Writing, for me, is an act of faith. When I sit down to write, I have to believe in what I am writing. Any hesitation, any loss of faith, and the story breaks down, falls apart. I have words scribbled on pages—maybe even beautiful words—but without belief, they’re not a story. And the faith doesn’t end there. I have to believe that the story will find an audience. That somewhere out in the world, there is a reader who will also believe in that story, and in that act of belief is where the miracle occurs: the story becomes real.

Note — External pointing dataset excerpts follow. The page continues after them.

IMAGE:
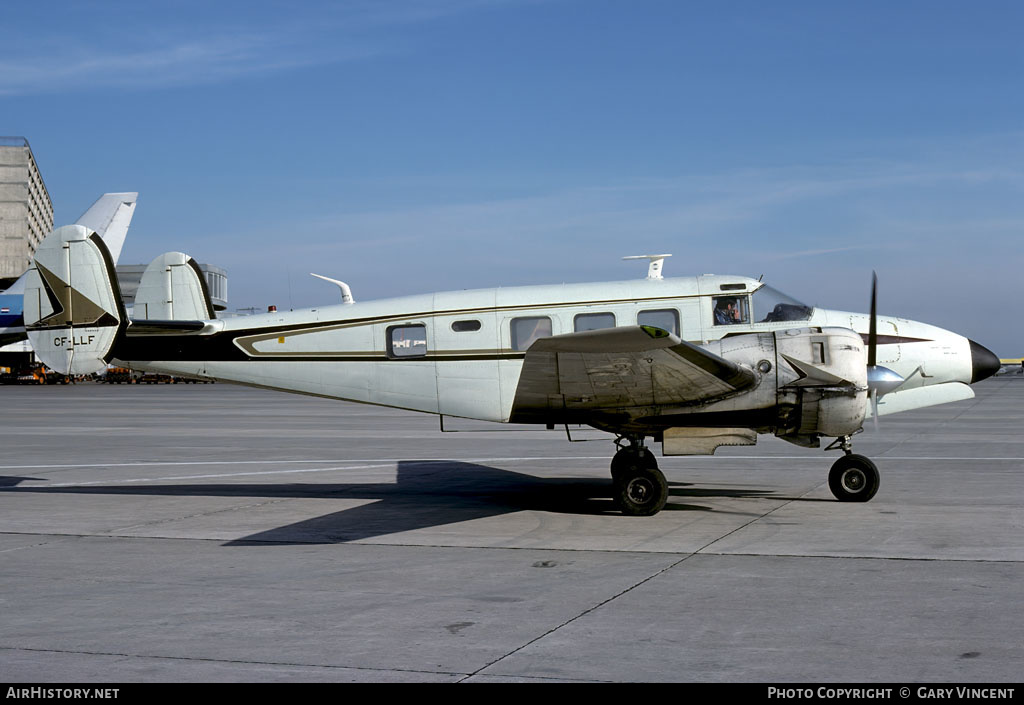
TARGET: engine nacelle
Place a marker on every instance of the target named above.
(822, 379)
(813, 382)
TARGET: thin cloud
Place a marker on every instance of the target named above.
(131, 52)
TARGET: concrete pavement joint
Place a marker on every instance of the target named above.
(579, 616)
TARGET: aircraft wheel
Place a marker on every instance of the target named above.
(641, 491)
(628, 457)
(853, 479)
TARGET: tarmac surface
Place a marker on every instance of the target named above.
(214, 533)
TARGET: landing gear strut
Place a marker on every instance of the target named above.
(853, 478)
(640, 489)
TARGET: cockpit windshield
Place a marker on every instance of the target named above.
(771, 304)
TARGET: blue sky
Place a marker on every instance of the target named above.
(409, 147)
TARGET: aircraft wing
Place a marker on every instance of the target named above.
(620, 368)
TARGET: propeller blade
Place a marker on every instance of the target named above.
(875, 409)
(872, 331)
(881, 380)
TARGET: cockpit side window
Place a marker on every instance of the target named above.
(771, 305)
(731, 309)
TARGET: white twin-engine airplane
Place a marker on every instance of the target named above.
(693, 363)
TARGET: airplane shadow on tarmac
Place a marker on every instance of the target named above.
(428, 493)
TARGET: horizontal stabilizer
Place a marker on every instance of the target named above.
(173, 288)
(156, 327)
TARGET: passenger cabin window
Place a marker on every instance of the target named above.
(730, 309)
(585, 322)
(666, 319)
(526, 330)
(407, 341)
(465, 326)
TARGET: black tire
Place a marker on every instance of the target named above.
(853, 479)
(640, 491)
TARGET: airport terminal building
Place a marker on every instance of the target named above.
(26, 209)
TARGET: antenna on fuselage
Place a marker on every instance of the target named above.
(346, 293)
(654, 270)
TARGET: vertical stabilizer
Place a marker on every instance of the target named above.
(73, 308)
(110, 217)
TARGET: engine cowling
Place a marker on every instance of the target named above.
(821, 383)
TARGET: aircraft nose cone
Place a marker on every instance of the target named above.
(983, 362)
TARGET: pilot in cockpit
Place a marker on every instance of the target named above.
(726, 312)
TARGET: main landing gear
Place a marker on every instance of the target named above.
(853, 478)
(640, 489)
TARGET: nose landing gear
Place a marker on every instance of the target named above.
(853, 478)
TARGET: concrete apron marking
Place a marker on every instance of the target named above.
(344, 465)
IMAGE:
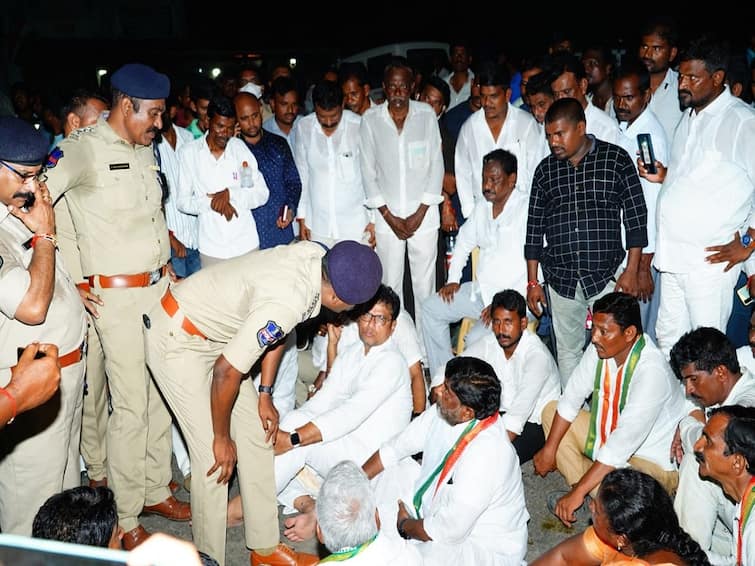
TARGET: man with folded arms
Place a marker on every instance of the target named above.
(109, 176)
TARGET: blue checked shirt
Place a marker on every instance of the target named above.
(579, 210)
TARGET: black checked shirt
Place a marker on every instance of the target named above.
(579, 211)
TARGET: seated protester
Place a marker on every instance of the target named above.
(458, 511)
(707, 364)
(339, 337)
(633, 522)
(347, 522)
(365, 401)
(497, 225)
(528, 373)
(726, 452)
(81, 515)
(636, 404)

I grew up steeped in story. Not just fairy tales and myths, but hagiography as well. The richness and strangeness of these stories, their glorious impossibility, their connection to the numinous, made them the first stories I’d found that I wanted to believe in. At recess I was as likely to pretend to be Joan of Arc fighting the English as I was Artemis shooting her bow. But as I grew older and started writing, I realized that for all their power, the old stories—the myths and the fairy tales and the lives of the saints—told a very narrow sort of story, one that closed off more doors than it opened. Here was one way to be, they said. Here was the set of rules that led to the happy ending; be careful lest you break them. It was a narrow view of stories that held such potential. When I wrote my versions of these stories, I wanted to look at them with new eyes, break them out of the frames they had been displayed in, tell their truth slant.
And this, too, is an act of faith: the belief that there is life and truth in the old stories, that I can find that truth and make it recognizable even as I turn it inside out. If I didn’t believe in these stories, if the way they were told didn’t matter to me, there would be no reason for me to spend time in them—to listen for the silenced voices, to look for the gaps in the narratives. To believe that there are important stories in the silence and the gaps, even if those weren’t the stories that were originally told.
I am drawn to short fiction because it distills the beauty and the darkness that are possible in fiction, and particularly in the fantastic. It allows stories to be more intense, more dreamlike, for me as a writer to hang a skin of myth on the skeleton of the strange. This collection, which includes previously published work as well as original material, showcases my quest to re-envision those old stories that first made me love fiction and the fantastic. To give an ancient Irish king new life in New York City, to see the burden of sainthood when prayers can be sent by email, to tell and retell the story of King Arthur on a modern college campus. To show that the power in the old stories can be extended, carried on, made fresh, and opened up for a new audience.
And of course not every story here is a retelling of something older. Some of these stories engage more directly with questions of faith: of how belief—or its lack—can be the thing that pushes you outside of the story that you are comfortable in, and into a story that’s altogether stranger.
Turn the page. I have miracles to offer you.